An argument against Shakespeare's authorship is the fact that the character of Sir Henry Green is killed fighting in Act V of Thomas of Woodstock, yet is alive again at the beginning of Richard II until his execution is ordered by Bolingbroke in Act III. There is no instance of a character dying twice in the validated works of Shakespeare. There are, however, inconsistencies in Shakespeare, such as the claim at the end of Henry IV, Part 2 that Falstaff will be seen again in Henry V, a promise that is not kept. Furthermore, the character of Falstaff is arguably a different one in the history plays than the character encountered in The Merry Wives of Windsor, not to mention the apparent setting of that play in Renaissance England rather than Prince Hal's time.

==Date==
The 1929 Malone Society editor states that most scholars place its composition between 1591 and 1595. Ule and Baker date it more precisely to about 1582; they believe it was written by Christopher Marlowe while he was at Cambridge, shortly after he had completed other plays they attribute to him such as Timon, and The Famous Victories of Henry V. Corbin and Sedge, while cautioning that "[d]ating by suppositions of literary or theatrical influence is ... a hazardous business," nonetheless state that "in so far as literary influence may help dating, it would seem probable that Woodstock was written, and perhaps staged, some time before 1595." Egan dates the play to 1592–1593, while dating the manuscript to 1605. MacDonald P. Jackson argues that "Woodstocks contractions and linguistic forms, expletives, metrical features and vocabulary all point independently to composition in the first decade of the seventeenth century", a conclusion which would make the play's relationship with Richard II that of a "prequel" rather than a source. Eric Sams (2008) conjectured c.1590 as its original composition date, placing it after The First Part of the Contention, which he considered to be by the same author and a major influence on its language, content and treatment.

==Performances==
The Hampshire Shakespeare Company, a non-professional theatre in Amherst, Massachusetts, staged the first known American production of Thomas of Woodstock in 1999. Local writer Frederick Carrigg supplied an ending to cover the missing manuscript page(s).

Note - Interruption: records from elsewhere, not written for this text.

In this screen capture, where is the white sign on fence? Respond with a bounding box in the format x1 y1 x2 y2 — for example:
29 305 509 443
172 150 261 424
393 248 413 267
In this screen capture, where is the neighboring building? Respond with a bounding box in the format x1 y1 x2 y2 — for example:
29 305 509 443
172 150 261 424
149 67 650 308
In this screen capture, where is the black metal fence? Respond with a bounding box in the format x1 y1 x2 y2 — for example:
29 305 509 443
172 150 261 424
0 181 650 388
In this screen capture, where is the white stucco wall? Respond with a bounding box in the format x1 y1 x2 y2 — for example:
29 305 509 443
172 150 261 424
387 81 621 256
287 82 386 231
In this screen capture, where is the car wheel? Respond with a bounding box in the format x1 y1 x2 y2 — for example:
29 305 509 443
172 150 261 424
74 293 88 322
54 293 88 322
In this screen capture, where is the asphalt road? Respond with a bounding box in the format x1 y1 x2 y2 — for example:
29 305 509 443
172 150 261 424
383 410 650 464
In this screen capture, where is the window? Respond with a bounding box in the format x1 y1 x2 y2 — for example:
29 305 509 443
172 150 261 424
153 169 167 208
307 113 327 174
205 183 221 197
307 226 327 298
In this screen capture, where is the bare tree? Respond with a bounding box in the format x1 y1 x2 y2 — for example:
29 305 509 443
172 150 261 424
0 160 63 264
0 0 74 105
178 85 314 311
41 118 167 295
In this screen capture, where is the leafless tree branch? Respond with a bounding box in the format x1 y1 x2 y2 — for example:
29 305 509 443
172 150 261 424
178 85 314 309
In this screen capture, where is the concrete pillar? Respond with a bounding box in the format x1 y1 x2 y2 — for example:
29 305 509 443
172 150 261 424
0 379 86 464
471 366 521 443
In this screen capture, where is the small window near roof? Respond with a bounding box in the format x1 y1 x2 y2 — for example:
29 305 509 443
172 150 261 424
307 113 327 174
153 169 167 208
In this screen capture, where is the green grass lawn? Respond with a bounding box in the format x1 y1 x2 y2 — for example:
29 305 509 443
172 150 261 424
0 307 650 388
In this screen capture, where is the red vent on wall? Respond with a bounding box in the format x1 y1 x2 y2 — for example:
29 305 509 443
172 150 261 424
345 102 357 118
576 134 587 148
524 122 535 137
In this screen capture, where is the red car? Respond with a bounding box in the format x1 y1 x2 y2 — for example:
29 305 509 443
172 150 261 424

Royal Blood: The Rise and Fall of Kings was a 10-play series of Shakespeare's history plays staged chronologically over four seasons by the Pacific Repertory Theatre from 2001 to 2004, which included the American professional premieres of both Edward III and Thomas of Woodstock. They proposed Shakespeare as the author of both plays in their first arc in 2001, consisting of Edward III, Thomas of Woodstock, and Richard II.

The Shakespeare Theatre in Washington, D.C., staged Richard II in 2010 with director Michael Kahn's incorporation of a significant part of Thomas of Woodstock at the start of the play.

On 20 December 2013 the Royal Shakespeare Company gave a rehearsed reading of the play at London's Barbican Centre in the context of its ongoing performances of Richard II. The text was significantly cut by the director (for example the subplot involving Nimble and the blank charters was excised) to highlight the relationship between the two plays.

In 2020, the Beyond Shakespeare Company released online a play-reading and discussion of Thomas of Woodstock on YouTube.